I was 185 when I was about ready to give birth to my child. I’m 185 right now and although my weight hasn’t increased over the last few years, it hasn’t gone down either. My arms and legs are weak and carry weight too and it’s frustrating trying to do weight bearing exercises.
I decided the other day that this was it. No more daily Coke drinks. Small lunches and a small breakfast. Hubby makes dinners and has to make mine separate sometimes because I can’t have dairy products. The inability to eat dairy has helped a tiny bit, no more cheese, desserts, cheeseburgers (and hamburgers because most places use the same flat grill for everything), etc. but I lost my ability to eat what I love, creamy Italian dishes, shakes (I’ve found the few vegan ones offered about and I can have those but that can be a ton of sugar)…sigh.
So I bought a small Pilates workout thingy and I’ve been trying out the exercises.
I used to go to the gym every weekday. I used to do yoga every day. I’d walk to have lunch with my mom at the bottom of Bunker Hill, then run up those steps back to my office. I hiked in the Angeles Crest Forest and just walked everywhere.
My MS diagnosis robbed me of that life. My aneurysm created deep fears of being alone and gave me new symptoms from the significant brain damage I incurred and savagely woke up a spinal lesion that had quieted down.
Disney brought me back to life but slapped me in the face with my limitations. DAS gave me some magic back but then that was taken from me too.
I’m done being a victim of my diagnoses and my fear.

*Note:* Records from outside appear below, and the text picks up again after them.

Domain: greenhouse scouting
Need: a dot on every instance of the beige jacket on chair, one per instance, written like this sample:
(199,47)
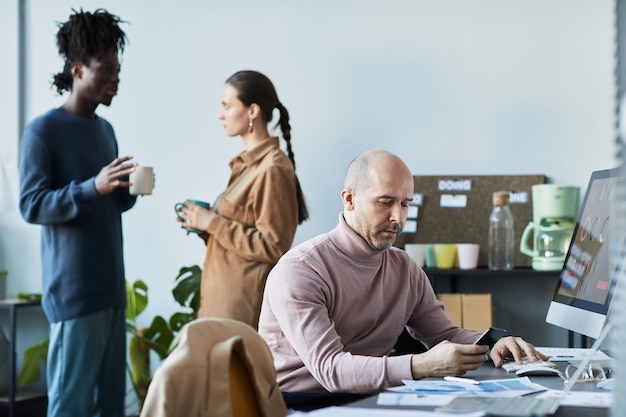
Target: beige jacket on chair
(220,368)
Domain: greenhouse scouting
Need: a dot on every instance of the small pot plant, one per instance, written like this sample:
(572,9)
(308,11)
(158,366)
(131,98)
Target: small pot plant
(161,336)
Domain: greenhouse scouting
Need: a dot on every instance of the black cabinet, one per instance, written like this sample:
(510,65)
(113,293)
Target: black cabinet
(10,399)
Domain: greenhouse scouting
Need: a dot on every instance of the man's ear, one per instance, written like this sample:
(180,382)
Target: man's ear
(77,70)
(347,196)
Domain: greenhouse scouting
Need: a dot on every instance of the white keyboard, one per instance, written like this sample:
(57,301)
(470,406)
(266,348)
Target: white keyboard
(513,366)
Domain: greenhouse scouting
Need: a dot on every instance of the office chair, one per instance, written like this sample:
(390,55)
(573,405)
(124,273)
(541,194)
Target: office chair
(220,368)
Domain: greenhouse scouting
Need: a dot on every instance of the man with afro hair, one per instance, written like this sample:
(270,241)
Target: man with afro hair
(74,184)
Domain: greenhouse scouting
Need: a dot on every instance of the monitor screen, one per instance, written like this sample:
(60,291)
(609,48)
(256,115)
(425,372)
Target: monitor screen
(583,294)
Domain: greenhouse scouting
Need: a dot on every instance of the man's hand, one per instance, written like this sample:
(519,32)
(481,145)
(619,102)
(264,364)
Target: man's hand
(448,358)
(515,347)
(108,179)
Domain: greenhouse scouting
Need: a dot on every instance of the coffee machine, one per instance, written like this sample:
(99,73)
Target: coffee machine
(555,210)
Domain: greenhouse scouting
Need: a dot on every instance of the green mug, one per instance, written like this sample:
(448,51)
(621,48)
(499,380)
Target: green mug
(178,206)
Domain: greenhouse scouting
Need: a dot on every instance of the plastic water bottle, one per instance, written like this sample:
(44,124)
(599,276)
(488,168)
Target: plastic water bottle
(501,233)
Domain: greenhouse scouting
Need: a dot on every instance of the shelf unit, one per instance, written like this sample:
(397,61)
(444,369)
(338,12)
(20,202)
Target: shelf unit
(452,276)
(13,307)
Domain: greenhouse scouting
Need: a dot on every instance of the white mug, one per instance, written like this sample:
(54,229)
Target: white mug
(142,180)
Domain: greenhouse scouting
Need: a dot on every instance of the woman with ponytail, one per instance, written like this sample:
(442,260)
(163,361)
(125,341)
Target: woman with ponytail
(254,221)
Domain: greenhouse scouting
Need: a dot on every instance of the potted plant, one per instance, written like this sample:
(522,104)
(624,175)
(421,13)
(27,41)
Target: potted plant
(161,336)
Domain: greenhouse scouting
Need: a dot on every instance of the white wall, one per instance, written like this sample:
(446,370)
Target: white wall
(453,86)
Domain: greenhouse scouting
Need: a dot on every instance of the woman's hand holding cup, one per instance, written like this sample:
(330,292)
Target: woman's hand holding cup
(194,215)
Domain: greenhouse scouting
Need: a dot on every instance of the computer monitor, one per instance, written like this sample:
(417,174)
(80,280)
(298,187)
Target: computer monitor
(584,291)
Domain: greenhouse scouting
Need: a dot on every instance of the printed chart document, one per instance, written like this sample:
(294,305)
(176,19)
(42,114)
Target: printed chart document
(378,412)
(512,387)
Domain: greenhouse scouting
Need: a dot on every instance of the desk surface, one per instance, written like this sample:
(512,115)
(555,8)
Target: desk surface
(488,371)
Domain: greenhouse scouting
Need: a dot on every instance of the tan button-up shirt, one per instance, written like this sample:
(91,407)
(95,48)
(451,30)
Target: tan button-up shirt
(258,216)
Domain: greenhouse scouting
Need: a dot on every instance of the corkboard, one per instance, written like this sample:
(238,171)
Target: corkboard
(456,208)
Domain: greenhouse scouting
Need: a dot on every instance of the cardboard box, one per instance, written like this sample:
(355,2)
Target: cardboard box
(470,311)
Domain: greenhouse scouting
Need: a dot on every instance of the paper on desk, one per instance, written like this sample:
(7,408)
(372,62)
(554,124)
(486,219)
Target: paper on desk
(582,398)
(413,399)
(558,354)
(379,412)
(510,387)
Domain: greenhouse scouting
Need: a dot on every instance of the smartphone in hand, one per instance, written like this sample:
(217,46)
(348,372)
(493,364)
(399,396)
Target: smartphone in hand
(490,336)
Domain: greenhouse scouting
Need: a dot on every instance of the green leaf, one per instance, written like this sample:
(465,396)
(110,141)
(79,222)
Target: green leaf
(187,289)
(159,336)
(30,365)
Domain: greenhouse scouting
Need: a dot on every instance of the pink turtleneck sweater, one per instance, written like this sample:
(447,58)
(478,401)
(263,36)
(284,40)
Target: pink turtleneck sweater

I’ve been working on what I can and cannot do with the Pilates thing and other tools (bands and weights).
So far I’ve needed a few recovery days after doing a short workout. Today I’m creating flash cards of the exercises I can do and the ones I can’t….yet.
I’m not going to post every day my workouts or my photos. I’m not a vlogger as you already know because I’m terrible at filming things and myself. Tremors and needing to hold on to my rollator make that difficult.
But I’ll probably let you know when I hit a milestone of mine.
This also means I’m going to tackle those projects that stare me in the face everyday…little by little. Because baby steps are still steps.